Since 2010, average residential electric rates and the U.S. Consumer Price Index both have increased about 40%, the report notes, but average bills have increased only 24%, because of reduced household energy use. Energy-efficiency measures and rising use of distributed resources such as rooftop solar are credited for this.
California, with one of the most aggressive clean energy stances of any state, has seen substantial electricity rate increases in recent years. But the report blames wildfire-related investments such as vegetation management and grid investments, which have increased to 16% of the total consumer costs for the state’s three primary investor-owned utilities.
The grids in Colorado, Hawaii, Oregon and Texas also have sustained damage from major wildfires.
“As climate-related risks accelerate, the cost to electricity customers of mitigating these risks will be critical to address,” the report states.
The volatile price of natural gas is identified as another contributing factor in some states, particularly Massachusetts, which drew 64% of its electricity from gas-fired generation in 2023, compared with 49% for ISO-NE as a whole.
The report flags other factors linked by a common theme: A regulated, guaranteed rate of return incentivizes utilities to make large capital investments rather than operational investments or other options that might be more cost-effective for customers.

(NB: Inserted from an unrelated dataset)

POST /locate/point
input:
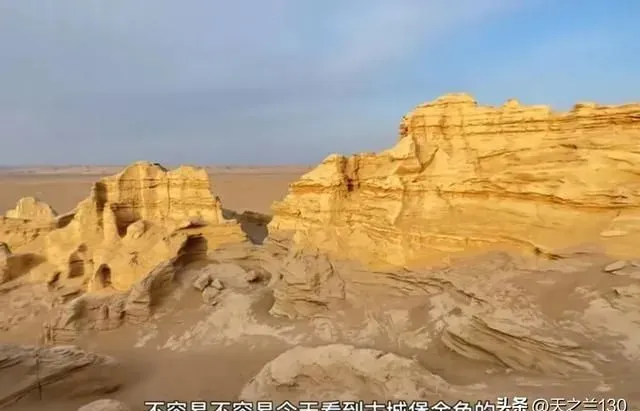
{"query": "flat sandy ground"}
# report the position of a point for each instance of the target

The report notes, for example, that utilities are continuing to invest in aging coal plants to keep them running, taking on significant new debt in the process.
The report cites data from RMI showing the average remaining plant balance increased from $560/kW of capacity to $745 from 2010 to 2020 for steam boiler power plants, a category that consists mainly of coal-fired facilities. These sunk costs (plus a regulated rate of return) are passed along to ratepayers.
Transmission and distribution costs are increasing at nearly double the rate of inflation, the report says, because of utility investment in hardening and resilience. It suggests costs could be limited by maximizing the existing grid’s potential with grid-enhancing technologies and reconductoring existing transmission corridors.
The report cites Edison Electric Institute data showing IOUs boosted their capital investment in transmission and distribution infrastructure 64% from 2016 to 2023, more than double the rate of inflation during the same period. EEI indicates that transmission and distribution costs rose from one-fifth to one-third of total electricity revenue requirements from 2010 to 2022.
This capital investment has been across the board, including from utilities that serve areas with slower growth of emissions-free generation, the report said, suggesting again that the rise of renewables is not driving the spending.
The report states that these cost pressures risk canceling out the potential savings offered by renewable energy, the cost of which is expected to decrease through 2030.
It offers several suggestions: Utilities can adopt better planning processes, use competitive procurement processes, maximize the capacity of the existing grid, enhance regional cooperation, refinance coal debt, adopt fuel cost-sharing mechanisms and change their business models to incentivize energy efficiency for customers rather than incentivizing their own capital investments.